Buy-side firms, frustrated with the fees charged by dealers for client clearing, say they might stop trading swaps, risking a liquidity crisis in the $600 trillion marketplace, according to a TABB Group study.
The study, titled US Buy-Side Swaps Trading 2012, is based on 31 interviews with firms involved in the U.S. swaps market. It focuses on the future of the industry as the U.S. prepares for an era of a centrally cleared, transparently traded, trade-reported swaps market.
In addition to costs and an estimated $2 trillion that needs to be raised in margin or collateral, firms are worried about many different aspects of a centrally cleared swaps market, including the use of a central limit order book.
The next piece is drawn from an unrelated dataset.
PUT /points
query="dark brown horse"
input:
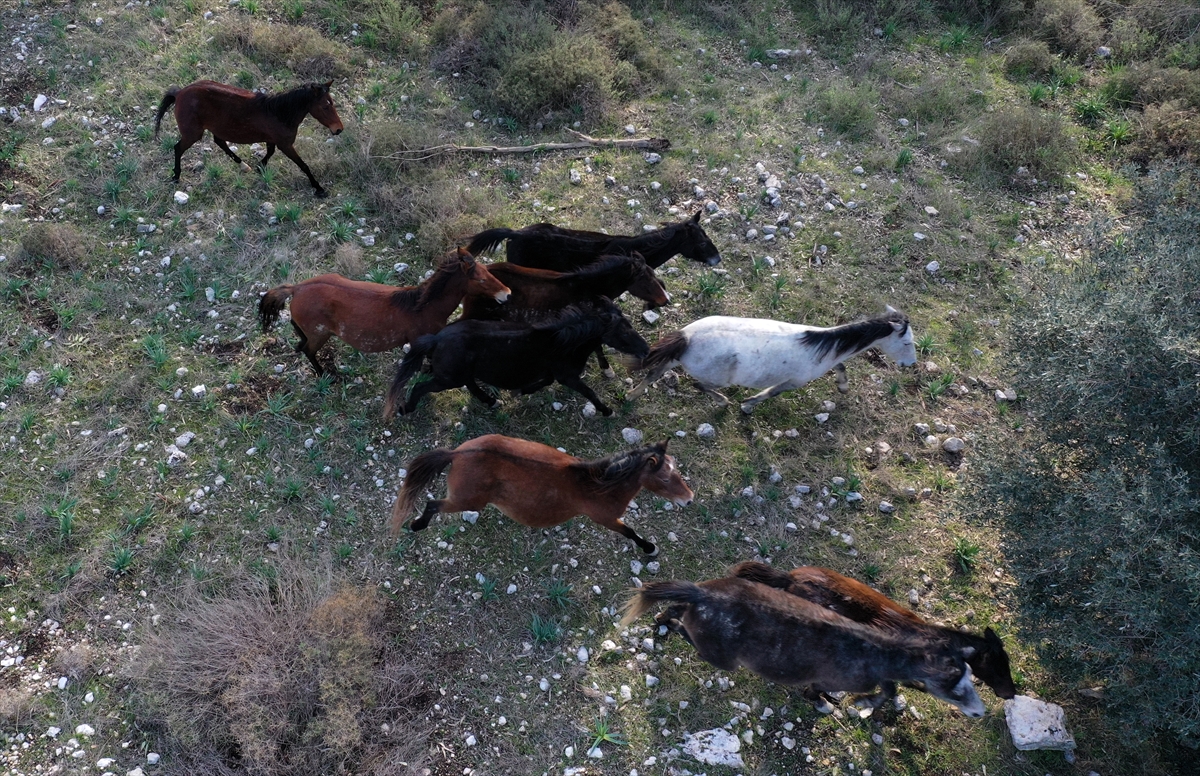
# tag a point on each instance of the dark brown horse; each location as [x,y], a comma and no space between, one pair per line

Nearly 66% say a central limit order book is coming to the swaps market at the same time 90% conduct all their transactions by phone, the study says.
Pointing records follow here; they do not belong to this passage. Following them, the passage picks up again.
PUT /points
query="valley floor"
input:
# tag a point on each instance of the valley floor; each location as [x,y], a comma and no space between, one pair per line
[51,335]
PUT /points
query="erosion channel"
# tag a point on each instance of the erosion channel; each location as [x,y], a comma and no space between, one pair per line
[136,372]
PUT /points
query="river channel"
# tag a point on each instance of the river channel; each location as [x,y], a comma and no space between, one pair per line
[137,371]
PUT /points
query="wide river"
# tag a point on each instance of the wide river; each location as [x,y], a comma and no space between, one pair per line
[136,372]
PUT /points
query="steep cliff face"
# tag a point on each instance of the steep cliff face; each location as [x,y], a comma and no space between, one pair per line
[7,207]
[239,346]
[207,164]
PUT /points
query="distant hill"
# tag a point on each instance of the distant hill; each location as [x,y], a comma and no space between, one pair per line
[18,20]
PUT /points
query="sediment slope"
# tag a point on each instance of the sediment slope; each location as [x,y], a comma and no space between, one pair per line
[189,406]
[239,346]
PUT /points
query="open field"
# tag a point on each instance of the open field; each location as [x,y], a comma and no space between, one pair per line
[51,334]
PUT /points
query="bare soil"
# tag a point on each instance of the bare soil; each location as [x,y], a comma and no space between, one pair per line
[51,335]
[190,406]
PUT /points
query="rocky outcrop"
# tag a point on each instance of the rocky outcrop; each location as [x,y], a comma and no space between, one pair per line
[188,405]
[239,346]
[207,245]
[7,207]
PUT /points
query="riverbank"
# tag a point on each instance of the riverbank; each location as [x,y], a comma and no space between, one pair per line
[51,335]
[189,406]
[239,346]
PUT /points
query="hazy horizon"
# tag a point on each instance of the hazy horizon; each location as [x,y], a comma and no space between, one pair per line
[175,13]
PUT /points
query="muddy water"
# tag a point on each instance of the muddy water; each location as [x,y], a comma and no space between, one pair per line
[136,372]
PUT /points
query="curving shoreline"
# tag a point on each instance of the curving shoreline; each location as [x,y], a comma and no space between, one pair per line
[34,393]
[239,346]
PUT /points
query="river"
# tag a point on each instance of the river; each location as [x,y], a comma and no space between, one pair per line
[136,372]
Firms also need to consider whether or not to use their futures commission merchant (FCM) for execution, the TABB study says. Although 66% of the interviewees see futures and swaps clearing as separate, nearly 90% see their FCMs clearing swaps for them as clearing comes online.
With a dip in liquidity a near certainty, waiting to see who blinks first is never comfortable, says Will Rhode, director of fixed-income research at TABB and author of US Buy-Side Swaps Trading 2012: I Can See Clearing Now, the research firms first-annual study on buy-side swaps. Everyone knows clearings coming, but theres been little movement, even as the deadlines bear down. These are high-stakes games.